Applied Class #4 - Testing the LATE Assumptions

Introduction

This practical session is based on Huber & Mellace (2015). You may find it helpful to consult the paper and or my lecture notes.

Exercises

  1. Write an R function that uses rmvnorm() from the mvtnorm package to simulate n iid draws from the model given below, with arguments n, alpha and beta. Your function should return a data frame with named columns D, Z, and Y. \[ \begin{aligned} Y &= D + \beta Z + U\\ D &= 1\{\alpha Z + \epsilon > 0\}\\ \begin{bmatrix} U \\ \epsilon \end{bmatrix} &\sim \text{Normal}(0, \Sigma), \quad \Sigma = \begin{bmatrix} 1 & 0.5 \\ 0.5 & 1 \end{bmatrix}\\ Z&\sim \text{Bernoulli}(0.5), \, \text{indep. of } (U, \epsilon) \end{aligned} \]

  2. Answer the following questions about the model from the preceding part.

    1. Is the treatment \(D\) endogenous? How can you tell?
    2. What is the distribution of treatment effects? What is the LATE in this model?
    3. What is the role of \(\beta\)?
    4. What is the role of \(\alpha\)?
    5. Which of the LATE assumptions does the model satisfy?
  3. Write a function called get_theta() to compute the sample analogues of \(\theta_1, \theta_2, \theta_3, \theta_4\) defined in Equation (7) of Huber & Mellace (2015). Your function should take a single input argument: a data frame (or tibble) with columns named D, Z, and Y corresponding to the model from above. It should return a vector with four named elements: theta1, theta2, theta3, and theta4.
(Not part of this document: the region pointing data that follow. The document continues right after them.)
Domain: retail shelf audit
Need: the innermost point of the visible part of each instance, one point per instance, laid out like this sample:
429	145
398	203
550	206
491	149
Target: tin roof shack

  4. Check your function from the preceding part by generating 100,000 observations from the model in part 1 with parameter values \(\alpha = 0.6\) and \(\beta = 1\). You should detect a violation of the LATE assumptions. Calculate the Wald estimand. Does it equal the LATE? Repeat for \(\beta = 0\). How do you results change?

  5. Repeat the preceding part for a variety of values of \(\beta\) until you find one for which the LATE assumptions are violated but you cannot detect a violation of the inequalities from the paper. Why is this possible?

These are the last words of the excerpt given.